If you are a parent or going to be a parent, then it is obvious that you want your kids to have the best of everything. So, you need to plan for your child’s education if you want your kids to get the education of their dreams.
Mutual funds can be a great investment tool to help you plan for your child’s future. You may want them to become familiar with investments from a very tender age and let them manage money when they go to college.
However, your kids can’t invest in mutual funds before they turn 18. But, the minor's legal guardian or parent can make investments on their behalf. You need to know that a minor's mutual fund investment cannot be held jointly. Your child’s name should be on the account.
When your child is young to make the right financial decisions, you can invest in a mutual fund as a parent or a guardian on your minor’s behalf. You can make a one-time lump sum investment or set up systematic investment plans to help you plan for your child's future.
Documents required to invest in a mutual fund on behalf of our children
The first document that you will need is a birth certificate for the passport that is issued by the government to verify the child's age and date of birth. If you are a parent, your name on one of the documents is enough.
What will happen when your child turns 18?
When your child turns 18, you will not be able to continue investing as a parent or a guardian on their behalf. The mutual fund house will send you a letter informing the situation and the steps to take so that your child can continue investing in the same mutual fund.
You also have to upgrade their savings account from minor to major status. the Same process needs to be repeated for the mutual fund account as well. Your kid can invest in the same folios when the fund house converts the account to an individual account.
Advantages of investing in a mutual fund in your minor's name
Become more committed: When you invest on your child's behalf, you are more likely to be committed to your child's financial needs. You will not be tempted to use the money that you are saving for your other purposes such as repaying your home loan or any other purpose. As a result, you will be disciplined and this, in turn, will help your child to achieve their higher education dreams.
Install good money habits when they are young: Having a separate mutual fund investment account under their name can help children become interested in saving and investment. They will also learn the benefits of saving and investing and the impact of every investment.
Nudging them to save the money that they receive from family elders during festivals and birthdays in the mutual fund will go a long way in helping them become financially savvy individuals.
You can save money on taxes by investing in your child's name. Any capital gains from mutual fund investments are taxable in your hands until the kid reaches the age of majority. But, after the child turns 18, any tax on capital gains will be taxed only in the child's hands. As your child may not have a large income, the tax incidence on your child will be much lower than if you had invested under your name.
The Drawbacks of Investing in Mutual Funds in the Name of a Minor
Additional paperwork: You'll need to change the single account holder's status from Minor to Major when your child reaches 18. Till the process is completed, the fund house will stop all transactions.

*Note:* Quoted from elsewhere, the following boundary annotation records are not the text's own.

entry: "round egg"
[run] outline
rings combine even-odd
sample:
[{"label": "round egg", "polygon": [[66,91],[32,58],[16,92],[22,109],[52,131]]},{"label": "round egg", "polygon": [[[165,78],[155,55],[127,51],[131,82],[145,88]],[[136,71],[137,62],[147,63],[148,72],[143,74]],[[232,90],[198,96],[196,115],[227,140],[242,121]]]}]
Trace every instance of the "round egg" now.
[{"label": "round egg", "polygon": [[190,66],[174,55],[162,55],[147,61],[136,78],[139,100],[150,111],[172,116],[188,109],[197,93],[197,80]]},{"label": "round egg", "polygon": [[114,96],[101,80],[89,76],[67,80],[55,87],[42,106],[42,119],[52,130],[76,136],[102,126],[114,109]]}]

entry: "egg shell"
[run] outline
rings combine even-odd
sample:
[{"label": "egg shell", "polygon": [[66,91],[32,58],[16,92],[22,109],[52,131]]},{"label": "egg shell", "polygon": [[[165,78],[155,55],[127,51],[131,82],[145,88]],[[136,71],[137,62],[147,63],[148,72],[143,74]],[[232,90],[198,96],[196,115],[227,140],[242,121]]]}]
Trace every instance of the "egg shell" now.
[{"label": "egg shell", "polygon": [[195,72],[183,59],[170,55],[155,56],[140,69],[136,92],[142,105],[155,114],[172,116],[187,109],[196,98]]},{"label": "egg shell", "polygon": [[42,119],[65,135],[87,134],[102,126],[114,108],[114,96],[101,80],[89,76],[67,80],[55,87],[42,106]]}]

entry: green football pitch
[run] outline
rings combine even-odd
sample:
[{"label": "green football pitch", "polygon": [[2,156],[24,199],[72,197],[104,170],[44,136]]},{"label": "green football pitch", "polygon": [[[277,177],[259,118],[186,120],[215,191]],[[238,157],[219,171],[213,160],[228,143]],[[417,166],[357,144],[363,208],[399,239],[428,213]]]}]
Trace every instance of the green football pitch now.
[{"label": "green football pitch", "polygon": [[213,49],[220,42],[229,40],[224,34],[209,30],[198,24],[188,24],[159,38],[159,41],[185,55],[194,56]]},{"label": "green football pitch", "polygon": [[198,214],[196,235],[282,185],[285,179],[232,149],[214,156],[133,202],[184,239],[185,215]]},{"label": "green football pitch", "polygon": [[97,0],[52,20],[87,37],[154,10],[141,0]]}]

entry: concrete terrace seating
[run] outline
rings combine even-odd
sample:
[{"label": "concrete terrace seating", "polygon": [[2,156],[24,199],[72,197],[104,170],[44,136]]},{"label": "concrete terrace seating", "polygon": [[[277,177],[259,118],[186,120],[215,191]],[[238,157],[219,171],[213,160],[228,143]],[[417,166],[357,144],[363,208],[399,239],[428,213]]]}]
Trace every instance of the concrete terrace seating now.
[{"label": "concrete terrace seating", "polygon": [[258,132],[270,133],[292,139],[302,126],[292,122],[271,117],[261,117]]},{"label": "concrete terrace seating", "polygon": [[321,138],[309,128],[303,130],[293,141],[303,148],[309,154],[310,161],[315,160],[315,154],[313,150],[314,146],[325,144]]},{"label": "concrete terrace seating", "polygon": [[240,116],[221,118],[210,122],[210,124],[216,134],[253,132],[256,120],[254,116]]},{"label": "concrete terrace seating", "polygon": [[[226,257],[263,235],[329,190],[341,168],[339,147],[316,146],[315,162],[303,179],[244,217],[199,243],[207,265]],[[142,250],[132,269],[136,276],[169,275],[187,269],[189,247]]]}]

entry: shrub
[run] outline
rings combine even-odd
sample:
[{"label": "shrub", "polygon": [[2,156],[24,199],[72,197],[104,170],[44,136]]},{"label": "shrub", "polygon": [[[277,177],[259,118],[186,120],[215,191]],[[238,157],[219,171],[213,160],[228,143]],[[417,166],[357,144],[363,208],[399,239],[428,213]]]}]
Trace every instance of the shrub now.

So, a drawback of investing in mutual funds in your minor’s name is that you will need to fill out additional documentation.
Your child may not be financially mature at 18: When your child turns 18, the entire responsibility of managing the fund will fall on their shoulders. Moreover, they may not be mature to make the best decision with the accumulated corpus.
Investing in a mutual fund on your children's behalf can be a great method to invest in their future education. This will help kids learn the value of compounding and investing at a young age.
This blog is purely for educational purposes and not to be treated as personal advice. Mutual fund investments are subject to market risks, read all schemes related documents carefully.